Queries: Discusses query methodology and languages. A chapter that will be of interest to XML programmers deals in depth with query languages for XML, and includes discussion of XSL (stylesheet language) and XML-QL (query language).

Types: This part, which is highly technical, puts forward some foundations for types in semistructured data.

Systems: Discusses query processing, particularly in respect of semistructured data, and describes two systems, Lore and Strudel. Lore (Lightweight Object REpository) was developed at Stanford University to manage semistructured data. Strudel, a Web site manager, is one of AT&T's research projects and can be downloaded; just search for "strudel" and pick the AT&T site-the rest are to do with edible strudel. A fair bit of documentation is also available. One of the things Strudel does is manage semistructured data, and it has its own query language, StruQL. An interesting HTML-specific application.

For anyone working, teaching, or studying at the high end of data management and retrieval this is an important contribution to the literature.
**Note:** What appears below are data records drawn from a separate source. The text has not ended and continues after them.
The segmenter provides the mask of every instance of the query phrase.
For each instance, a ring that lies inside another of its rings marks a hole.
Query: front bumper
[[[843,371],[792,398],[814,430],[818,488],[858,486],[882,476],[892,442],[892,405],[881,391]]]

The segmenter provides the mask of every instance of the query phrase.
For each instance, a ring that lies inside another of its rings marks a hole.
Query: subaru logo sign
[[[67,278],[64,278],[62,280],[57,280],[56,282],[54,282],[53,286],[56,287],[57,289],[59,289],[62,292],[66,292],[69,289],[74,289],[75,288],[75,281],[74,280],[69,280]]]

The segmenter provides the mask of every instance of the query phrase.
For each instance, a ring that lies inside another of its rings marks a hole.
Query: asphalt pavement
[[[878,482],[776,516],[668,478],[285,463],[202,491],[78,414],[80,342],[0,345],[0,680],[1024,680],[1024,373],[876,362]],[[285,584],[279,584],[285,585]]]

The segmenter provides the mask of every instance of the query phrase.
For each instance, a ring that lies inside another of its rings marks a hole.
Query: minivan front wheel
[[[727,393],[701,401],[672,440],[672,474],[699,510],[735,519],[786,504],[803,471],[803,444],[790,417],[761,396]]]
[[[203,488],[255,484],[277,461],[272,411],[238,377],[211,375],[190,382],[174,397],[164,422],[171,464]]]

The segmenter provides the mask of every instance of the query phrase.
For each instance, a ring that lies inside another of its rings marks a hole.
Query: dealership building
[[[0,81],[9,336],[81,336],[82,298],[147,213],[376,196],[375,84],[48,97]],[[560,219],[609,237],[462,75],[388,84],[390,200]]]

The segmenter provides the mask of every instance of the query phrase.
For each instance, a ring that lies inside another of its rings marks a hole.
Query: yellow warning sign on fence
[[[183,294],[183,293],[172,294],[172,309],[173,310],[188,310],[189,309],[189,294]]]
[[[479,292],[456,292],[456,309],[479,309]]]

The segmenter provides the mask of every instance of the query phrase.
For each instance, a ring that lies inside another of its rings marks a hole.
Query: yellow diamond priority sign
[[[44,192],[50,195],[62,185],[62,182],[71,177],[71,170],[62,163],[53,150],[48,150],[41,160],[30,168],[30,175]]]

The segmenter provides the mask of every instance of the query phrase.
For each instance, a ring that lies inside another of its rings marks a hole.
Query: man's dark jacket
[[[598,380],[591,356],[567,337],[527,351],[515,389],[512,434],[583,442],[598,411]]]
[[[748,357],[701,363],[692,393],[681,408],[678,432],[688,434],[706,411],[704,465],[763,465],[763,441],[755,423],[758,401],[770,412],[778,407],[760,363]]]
Abiteboul, Buneman, and Suciu: Data on the Web
ISBN 1-55860-622-X
Published by Morgan Kaufmann,
257 pp. hc, RRP $74.95


XML and Java for the Web

The full title of this book is XML and Java: Developing Web Applications and it is one of several high level texts on XML that have come out of Japan. In this case, the lead author is an Associate Professor of Computer Science and Manager of Network Applications at IBM's Tokyo Research Laboratory. Readers are assumed to be Java-literate, know something about XML, and to have some experience in writing Web applications. It contains a lot of code listings (all on a companion CD) and the text is technical. What the book does deliver is a thorough description of how to interface Java and XML for Web applications. A number of real-world sample programs are used to illustrate the process and issues. One, LMX, shows how two or more entities can share access to their respective databases. The capacity to query databases is essential to commercial applications, and there is a detailed discussion of interfacing databases. A sample program, SQLX (SQ embedded in XML) shows how this is done. The most complex application used to illustrate techniques for combining XML with Java is a travel planning application that enables access to several sites (airline bookings, hotel accommodation, and so on) and returns an itinerary. It incorporates the beans that have already been described in the first part of the text. Appendices contain extensive URL lists and other resources. A thorough, technical treatment of the subject for developers.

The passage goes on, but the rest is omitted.